By Rich Pollack
Minutes after being censured for violating bylaws, a member of the Boca Raton Airport Authority abruptly resigned, but not before raising questions about the salaries of airport staff, specifically the airport director.
Dave Freudenberg, a former Boca Raton City Council member wrapping up his two-year term on the authority, told other members he began looking closely at the authority’s budget when the federal government announced it might stop funding salaries for controllers at the airports tower.
Although the Federal Aviation Administration has reversed course and announced that it will fund tower operations at least until the end of September, Freudenberg said he still believes the public should know how much money the airport authority has and how that money is spent.
“I have a real concern about what’s going on behind the scenes,” Freudenberg said, after tendering his resignation at the end of the authority’s meeting last month. “I think it’s time we look behind the curtain.”
Freudenberg said he was specifically concerned with the salaries and benefits paid to the six full-time staff members. In the authority’s current budget, personnel expenses are listed at $1.2 million.
Salary records obtained by Freudenberg show that airport director Ken Day receives a salary of more than $218,000 a year, while all six of the authority’s employees are each paid more than $89,000.
“We have $1.2 million of employee expenses for six employees,” he said. “Stuart has $400,000 for five employees.”
According to Freudenberg, Day’s salary is above an $80,000 average salary for general aviation airport directors and more than the salary of the Palm Beach County’s airport director, who is responsible for Palm Beach International Airport and three smaller county airports.
Airport Authority members and staff countered Freudenberg’s concerns, defending the salaries and pointing out that no taxpayer dollars are used for employee compensation.
“I find the staff of this airport to be 100 percent efficient,” authority Chairman Frank Feiler said during the meeting. “I don’t feel they’re overpaid. I wish we would pay them more because the value of what they do enables us to have an operating budget of the size that we do.”

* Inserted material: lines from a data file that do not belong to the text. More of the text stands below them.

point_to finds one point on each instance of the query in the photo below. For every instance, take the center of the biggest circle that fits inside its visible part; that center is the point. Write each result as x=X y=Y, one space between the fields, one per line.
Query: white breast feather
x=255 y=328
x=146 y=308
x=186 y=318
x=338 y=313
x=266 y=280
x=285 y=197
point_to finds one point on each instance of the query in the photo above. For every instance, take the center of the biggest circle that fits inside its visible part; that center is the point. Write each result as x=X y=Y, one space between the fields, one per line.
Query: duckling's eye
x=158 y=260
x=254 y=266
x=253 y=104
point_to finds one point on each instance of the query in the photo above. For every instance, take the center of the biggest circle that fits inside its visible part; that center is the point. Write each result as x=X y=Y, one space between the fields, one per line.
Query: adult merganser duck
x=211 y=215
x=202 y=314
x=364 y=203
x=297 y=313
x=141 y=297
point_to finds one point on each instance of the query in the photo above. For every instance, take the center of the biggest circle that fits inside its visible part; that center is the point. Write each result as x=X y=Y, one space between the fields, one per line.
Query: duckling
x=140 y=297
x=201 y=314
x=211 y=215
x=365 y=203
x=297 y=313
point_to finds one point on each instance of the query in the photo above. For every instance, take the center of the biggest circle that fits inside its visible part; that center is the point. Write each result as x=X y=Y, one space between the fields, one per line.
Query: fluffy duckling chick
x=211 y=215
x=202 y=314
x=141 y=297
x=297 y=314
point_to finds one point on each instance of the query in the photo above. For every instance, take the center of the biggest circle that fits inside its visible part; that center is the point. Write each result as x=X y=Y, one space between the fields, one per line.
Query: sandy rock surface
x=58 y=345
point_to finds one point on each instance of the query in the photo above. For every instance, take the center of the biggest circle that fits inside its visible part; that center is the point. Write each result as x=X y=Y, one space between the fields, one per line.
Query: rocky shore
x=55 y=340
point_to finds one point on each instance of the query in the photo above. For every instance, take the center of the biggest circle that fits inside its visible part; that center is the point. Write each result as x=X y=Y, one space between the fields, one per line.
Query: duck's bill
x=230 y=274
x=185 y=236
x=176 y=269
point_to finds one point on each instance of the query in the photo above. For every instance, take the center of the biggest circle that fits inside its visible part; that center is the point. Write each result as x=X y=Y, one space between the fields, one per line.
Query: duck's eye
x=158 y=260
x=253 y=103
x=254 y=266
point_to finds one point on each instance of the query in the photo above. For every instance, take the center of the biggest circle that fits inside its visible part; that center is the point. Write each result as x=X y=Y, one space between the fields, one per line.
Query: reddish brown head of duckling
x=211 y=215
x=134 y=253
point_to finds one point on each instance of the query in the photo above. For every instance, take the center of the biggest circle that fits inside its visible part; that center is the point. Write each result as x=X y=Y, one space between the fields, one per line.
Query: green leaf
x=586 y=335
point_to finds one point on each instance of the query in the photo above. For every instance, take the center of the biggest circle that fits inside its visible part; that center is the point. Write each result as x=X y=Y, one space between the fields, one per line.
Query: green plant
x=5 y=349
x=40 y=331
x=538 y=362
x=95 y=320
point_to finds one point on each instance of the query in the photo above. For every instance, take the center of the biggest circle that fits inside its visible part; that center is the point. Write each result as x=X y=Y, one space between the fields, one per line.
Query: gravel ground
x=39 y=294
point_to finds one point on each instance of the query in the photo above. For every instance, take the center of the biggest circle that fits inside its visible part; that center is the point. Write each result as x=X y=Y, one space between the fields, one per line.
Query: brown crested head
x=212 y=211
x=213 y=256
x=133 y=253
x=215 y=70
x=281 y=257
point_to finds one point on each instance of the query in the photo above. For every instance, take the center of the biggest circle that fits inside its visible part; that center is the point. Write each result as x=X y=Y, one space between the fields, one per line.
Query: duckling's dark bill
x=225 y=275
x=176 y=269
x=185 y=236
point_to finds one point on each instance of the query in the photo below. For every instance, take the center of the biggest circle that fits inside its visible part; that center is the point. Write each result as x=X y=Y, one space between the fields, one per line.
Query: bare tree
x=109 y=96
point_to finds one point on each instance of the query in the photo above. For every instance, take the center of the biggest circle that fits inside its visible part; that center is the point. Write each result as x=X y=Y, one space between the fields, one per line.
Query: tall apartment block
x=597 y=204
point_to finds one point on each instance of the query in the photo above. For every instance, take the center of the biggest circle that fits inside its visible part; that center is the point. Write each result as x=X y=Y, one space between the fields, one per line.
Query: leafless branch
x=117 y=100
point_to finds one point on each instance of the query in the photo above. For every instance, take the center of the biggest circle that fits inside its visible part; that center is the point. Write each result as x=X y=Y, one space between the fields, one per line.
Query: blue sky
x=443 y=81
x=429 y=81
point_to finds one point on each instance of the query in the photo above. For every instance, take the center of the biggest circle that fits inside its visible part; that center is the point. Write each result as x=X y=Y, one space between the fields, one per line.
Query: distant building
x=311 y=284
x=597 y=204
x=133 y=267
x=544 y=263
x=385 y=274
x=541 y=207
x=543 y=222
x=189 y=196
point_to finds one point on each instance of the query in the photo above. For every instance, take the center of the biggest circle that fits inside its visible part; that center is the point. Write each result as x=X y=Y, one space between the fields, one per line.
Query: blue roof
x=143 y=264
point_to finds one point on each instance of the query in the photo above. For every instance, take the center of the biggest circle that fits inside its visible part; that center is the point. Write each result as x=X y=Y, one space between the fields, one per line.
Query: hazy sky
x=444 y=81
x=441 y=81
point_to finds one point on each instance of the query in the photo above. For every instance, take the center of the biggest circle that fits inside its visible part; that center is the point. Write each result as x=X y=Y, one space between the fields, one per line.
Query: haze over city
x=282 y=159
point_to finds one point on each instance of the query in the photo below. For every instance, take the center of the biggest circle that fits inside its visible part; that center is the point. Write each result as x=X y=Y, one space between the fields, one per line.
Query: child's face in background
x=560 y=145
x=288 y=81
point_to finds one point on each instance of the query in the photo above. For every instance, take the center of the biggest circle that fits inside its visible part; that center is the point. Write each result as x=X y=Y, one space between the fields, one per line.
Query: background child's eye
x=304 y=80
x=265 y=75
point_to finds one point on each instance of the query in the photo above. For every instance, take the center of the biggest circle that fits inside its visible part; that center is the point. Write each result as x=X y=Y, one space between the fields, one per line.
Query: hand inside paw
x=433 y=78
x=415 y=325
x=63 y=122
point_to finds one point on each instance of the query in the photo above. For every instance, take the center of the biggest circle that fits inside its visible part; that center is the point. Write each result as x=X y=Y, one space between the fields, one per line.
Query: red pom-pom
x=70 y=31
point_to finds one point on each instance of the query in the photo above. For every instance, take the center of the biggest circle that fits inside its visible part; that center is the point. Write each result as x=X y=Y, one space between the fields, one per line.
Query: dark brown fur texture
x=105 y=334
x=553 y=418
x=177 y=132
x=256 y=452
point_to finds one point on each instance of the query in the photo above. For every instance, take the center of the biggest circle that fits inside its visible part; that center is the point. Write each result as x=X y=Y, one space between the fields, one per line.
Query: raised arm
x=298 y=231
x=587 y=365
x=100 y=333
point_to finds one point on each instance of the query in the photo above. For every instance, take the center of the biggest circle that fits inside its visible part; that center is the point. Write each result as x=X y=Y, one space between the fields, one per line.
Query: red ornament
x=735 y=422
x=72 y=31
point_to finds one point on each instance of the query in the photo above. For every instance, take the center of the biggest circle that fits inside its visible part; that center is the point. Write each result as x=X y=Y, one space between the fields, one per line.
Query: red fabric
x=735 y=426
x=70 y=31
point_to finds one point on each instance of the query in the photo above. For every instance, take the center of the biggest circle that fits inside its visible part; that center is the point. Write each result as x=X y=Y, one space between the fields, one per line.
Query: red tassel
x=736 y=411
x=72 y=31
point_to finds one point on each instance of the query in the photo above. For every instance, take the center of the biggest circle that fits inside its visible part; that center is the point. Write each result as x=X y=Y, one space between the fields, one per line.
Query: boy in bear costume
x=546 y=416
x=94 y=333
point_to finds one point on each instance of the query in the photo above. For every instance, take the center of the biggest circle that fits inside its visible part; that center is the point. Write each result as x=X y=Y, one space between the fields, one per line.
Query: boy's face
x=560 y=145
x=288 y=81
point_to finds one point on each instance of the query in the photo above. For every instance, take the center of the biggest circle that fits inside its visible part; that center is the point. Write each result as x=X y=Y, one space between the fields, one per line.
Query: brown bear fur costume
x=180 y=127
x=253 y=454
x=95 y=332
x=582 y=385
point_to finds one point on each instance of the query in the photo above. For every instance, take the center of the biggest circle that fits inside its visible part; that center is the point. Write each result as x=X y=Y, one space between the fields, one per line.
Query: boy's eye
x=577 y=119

Feiler said that the airport staff deserves credit for operating the facility efficiently and effectively. “It is well run, well managed and well thought of,” he said.
The airport — which has more than 50,000 arrivals and departures every year — currently has an operating budget of $3.2 million and more than $6.5 million in reserves.
Janet Sherr, the airport’s director of landside operations, says Day deserves a lot of credit for building those reserves from $600,000 during his 13 years as director.
"The airport is running beautifully,” she said. “We have contained the noise problem, constructed a tower that is operating well and increased reserves to $6.5 million.”
She said one reason for the airport’s strong financial position is its ability to generate revenue from non-aviation related sources. More than half of its revenue comes from rents paid by three businesses, the Cinemark Palace 20, City Furniture and Boomers! Boca Raton.
The remaining revenues come from rents to the two contracted operators at the airport — Boca Aviation and Signature Flight Support — and from a percentage of the fuel purchased by the operators.
Sherr said the airport has received state and federal dollars for capital improvements and for salaries for air traffic controllers. The authority, however, is prohibited from using that money for its staff salaries, she said.
Prior to his resignation, Freudenberg was the subject of complaints by staff members who said he was disruptive and abusive in demanding documents. An investigation by authority attorney Dawn Meyers concluded that Freudenberg had violated authority bylaws and a vote was taken to publicly censure him.
Prior to the censure and subsequent resignation, the Boca Raton City Council — which appoints Airport Authority members — had voted to fill Freudenberg’s expiring term with local attorney Mitch Fogel.